AXA Investment Managers, which looks after Rosenberg Equities in Australia, has distributed a short paper, coinciding after a recent publicised visit to Australia by several key executives, which includes the firm’s answers to commonly asked questions on the risks associated with smart-beta investing.
The big risk, of course, is for the investor to get caught in a bubble and lose, fairly quickly, a significant portion of his or her net worth. Remember 1999 and 2007.
Craig Hurt, AXA IM’s Australian head, says: “A number of smart-beta solutions have been successful at lowering risk while also generating excess return over market-cap indices by targeting exposure to risk premia such as low volatility. But are there any hidden risks investors are exposed to when investing in a simple low volatility approach?”

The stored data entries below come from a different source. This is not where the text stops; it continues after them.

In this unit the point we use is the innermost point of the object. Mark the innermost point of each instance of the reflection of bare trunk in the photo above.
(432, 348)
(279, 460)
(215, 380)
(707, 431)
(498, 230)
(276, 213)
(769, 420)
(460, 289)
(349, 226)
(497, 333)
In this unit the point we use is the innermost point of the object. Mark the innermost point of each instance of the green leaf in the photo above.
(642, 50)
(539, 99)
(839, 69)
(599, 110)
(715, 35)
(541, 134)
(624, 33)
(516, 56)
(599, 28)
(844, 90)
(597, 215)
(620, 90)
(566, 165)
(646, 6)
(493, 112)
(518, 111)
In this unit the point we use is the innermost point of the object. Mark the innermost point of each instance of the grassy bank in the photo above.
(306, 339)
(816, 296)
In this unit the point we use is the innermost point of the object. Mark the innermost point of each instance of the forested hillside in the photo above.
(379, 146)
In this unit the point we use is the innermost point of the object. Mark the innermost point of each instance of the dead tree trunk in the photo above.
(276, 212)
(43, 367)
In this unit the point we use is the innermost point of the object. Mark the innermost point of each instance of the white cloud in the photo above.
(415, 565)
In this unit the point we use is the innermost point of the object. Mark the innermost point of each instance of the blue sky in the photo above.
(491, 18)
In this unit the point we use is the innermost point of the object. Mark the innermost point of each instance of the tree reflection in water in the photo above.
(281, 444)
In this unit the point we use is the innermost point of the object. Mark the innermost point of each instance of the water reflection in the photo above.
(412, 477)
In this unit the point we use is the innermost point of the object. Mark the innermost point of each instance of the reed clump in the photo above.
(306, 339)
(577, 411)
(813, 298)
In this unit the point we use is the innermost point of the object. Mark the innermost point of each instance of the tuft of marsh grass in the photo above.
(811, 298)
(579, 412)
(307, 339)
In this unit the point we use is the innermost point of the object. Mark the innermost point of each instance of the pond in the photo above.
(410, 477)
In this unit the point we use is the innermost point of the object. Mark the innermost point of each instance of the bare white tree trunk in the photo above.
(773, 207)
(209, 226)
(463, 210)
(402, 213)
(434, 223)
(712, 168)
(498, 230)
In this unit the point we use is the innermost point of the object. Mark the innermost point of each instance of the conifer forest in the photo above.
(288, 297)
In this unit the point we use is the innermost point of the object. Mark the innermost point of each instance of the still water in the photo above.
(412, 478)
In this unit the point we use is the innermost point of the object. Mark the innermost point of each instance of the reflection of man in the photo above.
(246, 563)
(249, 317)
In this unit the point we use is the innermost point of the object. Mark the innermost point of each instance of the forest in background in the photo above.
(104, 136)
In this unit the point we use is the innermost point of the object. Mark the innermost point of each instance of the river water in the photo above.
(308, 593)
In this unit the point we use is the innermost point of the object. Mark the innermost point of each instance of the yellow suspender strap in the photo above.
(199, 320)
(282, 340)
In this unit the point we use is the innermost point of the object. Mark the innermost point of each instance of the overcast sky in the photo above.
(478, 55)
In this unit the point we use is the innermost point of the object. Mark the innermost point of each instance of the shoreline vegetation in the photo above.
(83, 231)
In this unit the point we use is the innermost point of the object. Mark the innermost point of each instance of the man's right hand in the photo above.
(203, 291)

The US-based global quant manager suggests consideration of the following five points in this paper from Rosenberg Equities. The firm says:
> There are certain ‘extreme’ risks present in the equity market which add volatility without earning a sufficient return. In order to identify and hence systematically avoid exposure to these risks, a granular fundamental insight is required.
> Holding the most expensive stocks is a source of extreme risk that investors may not be rewarded for taking.
> While we believe that exposure to Value can improve returns over the long term, our analysis also reveals that extremely cheap stocks can be another source of extreme risk that investors may not be compensated for taking.
> Because a naïve low-volatility approach does not consider valuation, low volatility investors are left exposed to these ‘extreme’ risks. We found the most expensive low beta names are trading on Price-to-Book multiple of 8.1x, compared to 2.5x for the median.
> A smart-beta investor can improve upon the risk and return outcome offered by a naïve low volatility risk premia exposure by building in controls to systematically avoid the extremely expensive stocks and extremely cheap stocks (on a book-value basis, at least).